THE government needs to protect the socio-economic and even political rights of the millions of senior citizens, including retired public servants and workers in the private sector.
Concerned state authorities, notably members of the two-chamber Congress, ought to foster the capacity of the elderly for a more meaningful and productive aging.
A pro-elderly bill, supported by the National Commission of Senior Citizens (NCSC) chaired by Franklin Quijano, is pending consideration in the House of Representatives.
Last August 24, a group of congressmen, including ACT-CIS party-list Rep. Erwin Tulfo, a former newspaperman and broadcast journalist, filed House Bill (HB) No. 8972.
Reports said the NCSC welcomed the filing of the bill, which mandates government offices and agencies and private establishments to hire qualified senior citizens.
Under the proposed legislation, at least one percent of all positions in government offices, agencies or corporations shall be reserved for the elderly.
Private firms with more than 100 personnel shall reserve at least one percent of their positions for senior citizens.

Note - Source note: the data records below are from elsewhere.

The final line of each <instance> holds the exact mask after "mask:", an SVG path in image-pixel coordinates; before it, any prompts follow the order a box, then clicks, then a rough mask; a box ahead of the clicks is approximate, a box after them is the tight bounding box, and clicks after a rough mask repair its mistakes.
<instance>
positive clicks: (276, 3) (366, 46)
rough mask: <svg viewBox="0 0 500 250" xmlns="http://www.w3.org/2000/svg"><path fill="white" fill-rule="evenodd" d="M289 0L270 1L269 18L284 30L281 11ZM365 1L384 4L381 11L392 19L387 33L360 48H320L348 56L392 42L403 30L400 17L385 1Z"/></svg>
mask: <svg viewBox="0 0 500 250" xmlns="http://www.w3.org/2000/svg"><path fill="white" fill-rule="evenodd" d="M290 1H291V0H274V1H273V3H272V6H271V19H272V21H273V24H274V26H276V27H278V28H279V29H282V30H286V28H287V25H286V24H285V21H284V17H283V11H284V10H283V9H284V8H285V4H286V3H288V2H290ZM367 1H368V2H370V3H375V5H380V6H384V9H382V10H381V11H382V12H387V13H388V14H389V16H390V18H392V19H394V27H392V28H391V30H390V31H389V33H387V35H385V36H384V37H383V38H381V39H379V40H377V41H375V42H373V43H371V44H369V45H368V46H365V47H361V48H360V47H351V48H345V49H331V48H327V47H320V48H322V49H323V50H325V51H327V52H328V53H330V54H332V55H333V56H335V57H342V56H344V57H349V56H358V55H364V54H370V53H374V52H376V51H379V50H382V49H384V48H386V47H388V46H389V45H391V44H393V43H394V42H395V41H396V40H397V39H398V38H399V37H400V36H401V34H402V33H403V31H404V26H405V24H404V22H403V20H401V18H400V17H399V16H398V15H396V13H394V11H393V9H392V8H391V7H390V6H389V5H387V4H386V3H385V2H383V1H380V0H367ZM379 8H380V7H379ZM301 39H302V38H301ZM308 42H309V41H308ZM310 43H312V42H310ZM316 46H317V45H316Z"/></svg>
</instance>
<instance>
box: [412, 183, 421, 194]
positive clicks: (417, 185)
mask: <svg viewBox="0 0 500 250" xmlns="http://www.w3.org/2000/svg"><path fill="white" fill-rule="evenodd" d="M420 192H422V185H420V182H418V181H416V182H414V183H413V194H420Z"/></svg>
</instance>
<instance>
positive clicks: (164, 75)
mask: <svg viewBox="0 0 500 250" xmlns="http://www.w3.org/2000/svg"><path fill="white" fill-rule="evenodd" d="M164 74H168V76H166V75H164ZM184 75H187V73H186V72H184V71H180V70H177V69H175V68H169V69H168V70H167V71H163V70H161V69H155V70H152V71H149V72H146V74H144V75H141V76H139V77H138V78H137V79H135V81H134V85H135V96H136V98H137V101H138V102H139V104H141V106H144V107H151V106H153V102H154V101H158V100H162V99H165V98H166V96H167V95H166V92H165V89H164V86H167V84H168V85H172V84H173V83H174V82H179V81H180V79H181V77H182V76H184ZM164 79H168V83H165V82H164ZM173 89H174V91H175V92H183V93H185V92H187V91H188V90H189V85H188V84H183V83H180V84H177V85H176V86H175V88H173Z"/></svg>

Those with less than 100 employees are also encouraged to hire the elderly.
At the same time, the NCSC chair underscored the importance of transferring the senior citizens’ skills, experiences and even their wisdom to the next generation.
“Sa totoo lang, marami ang matututunan ng mga kabataan sa mga retiradong empleyado,” according to a military general, who served in Mindanao for 30 years.
He said a 60-year-old retiree, man or woman, is still capable of serving the country and people as long as he/she is healthy.
Like other well-meaning Filipinos, we cannot overemphasize the importance of speeding up the passage of the proposed piece of legislation.